Pour en finir, cessons de manipuler les chiffres et la réalité : l'augmentation du nombre de toxicomanes résulte de phénomènes complexes bien antérieurs à la politique de RDR, contemporains de la loi de 1970 dont ils signent d'ailleurs entre autres l'échec ; par ailleurs, n'oublions pas que la majorité des dealers interpellés sont en fait des dealers-consommateurs qui ne trafiquent que pour leur propre usage.
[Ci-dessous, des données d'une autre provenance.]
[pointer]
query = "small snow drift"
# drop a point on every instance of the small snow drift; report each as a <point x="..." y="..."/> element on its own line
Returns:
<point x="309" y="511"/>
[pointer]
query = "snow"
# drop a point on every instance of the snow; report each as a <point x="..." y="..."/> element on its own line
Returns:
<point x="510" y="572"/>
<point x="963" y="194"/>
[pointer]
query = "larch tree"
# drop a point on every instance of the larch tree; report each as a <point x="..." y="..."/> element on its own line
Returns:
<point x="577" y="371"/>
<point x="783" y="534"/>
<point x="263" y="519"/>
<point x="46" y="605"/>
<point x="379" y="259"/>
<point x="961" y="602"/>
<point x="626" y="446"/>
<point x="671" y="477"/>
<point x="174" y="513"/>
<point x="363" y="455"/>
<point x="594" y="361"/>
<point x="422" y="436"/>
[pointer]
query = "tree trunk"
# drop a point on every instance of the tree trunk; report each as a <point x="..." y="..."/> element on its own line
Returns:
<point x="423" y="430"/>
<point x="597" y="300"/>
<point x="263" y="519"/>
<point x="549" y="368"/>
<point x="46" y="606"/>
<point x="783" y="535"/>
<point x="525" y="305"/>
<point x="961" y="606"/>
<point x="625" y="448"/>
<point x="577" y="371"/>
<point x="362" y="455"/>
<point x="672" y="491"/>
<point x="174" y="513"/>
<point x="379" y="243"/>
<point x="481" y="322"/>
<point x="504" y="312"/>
Si les associations de riverains plaident pour une «occupation pacifique de l'espace public», elles doivent reconnaître l'action des associations de RDR qui génèrent du travail de proximité à partir de leurs équipes de rue et leurs structures à bas seuil d'exigence, et interpellent le politique pour une meilleure citoyenneté de tous les habitants de la cité. L'exigence actuelle est de renforcer la réduction des risques, de la sortir de son statut dérogatoire et expérimental en lui donnant enfin la reconnaissance légale qu'elle mérite.
 
Béatrice Stambul et Didier Febvrel sont membres de Médecins du monde. Alain Molla est avocat pénaliste.
 
 
3. Compte-rendu de ce second texte par la MILDT
Voir http://www.drogues.gouv.fr/fr/actualites/synthese/synthese_aff.asp?id=734
 
REDUCTION DES RISQUES
Dans Libération de samedi une tribune co-signée Béatrice Stambul et Didier Febvrel (Médecins du Monde) et Alain Molla, avocat pénaliste . Les trois auteurs qui défendent la politique de réduction des risques dénoncent les associations de riverains qui s'en " font aujourd'hui les détracteurs" en critiquant "le travail qui a permis d'infléchir la courbe des nouvelles contaminations du VIH, a fait baisser la délinquance liée à la toxicomanie et offre à tous les usagers de drogue () prévention, soins et accompagnement () ". D'après eux la « guerre à la drogue » déclarée par ces associations « se révèle souvent une guerre aux drogués » alors que la réduction des risques « fabrique du lien ». Indiquant que « l'histoire nous apprend » que « l'usage de substances psychoactives existe depuis les origines de l'Humanité », les auteurs estiment que « son éradication relève de l'utopie dangereuse » et qu'à cet égard « l'échange de seringues est au moins aussi efficace et courageux que la démarche des Narcotiques Anonymes ». B. Stambul, D. Febvrel et A. Molla qui jugent « intellectuellement malhonnête de condamner les nombreuses propositions réalistes et pragmatiques que décline la réduction des risques() au nom d'un discours pompeux et irréaliste sur « la sortie de la dépendance » appellent les associations de riverains qui plaident pour une " occupation pacifique de l'espace public » à « reconnaître l'action des associations de réduction des risques qui génèrent du travail de proximité à partir de leurs équipes de rue et leurs structures à bas seuil d'exigence". Tous trois demandent en conclusion que la réduction des risques soit sortie de « son statut dérogatoire »et obtienne « la reconnaissance légale qu'elle mérite ».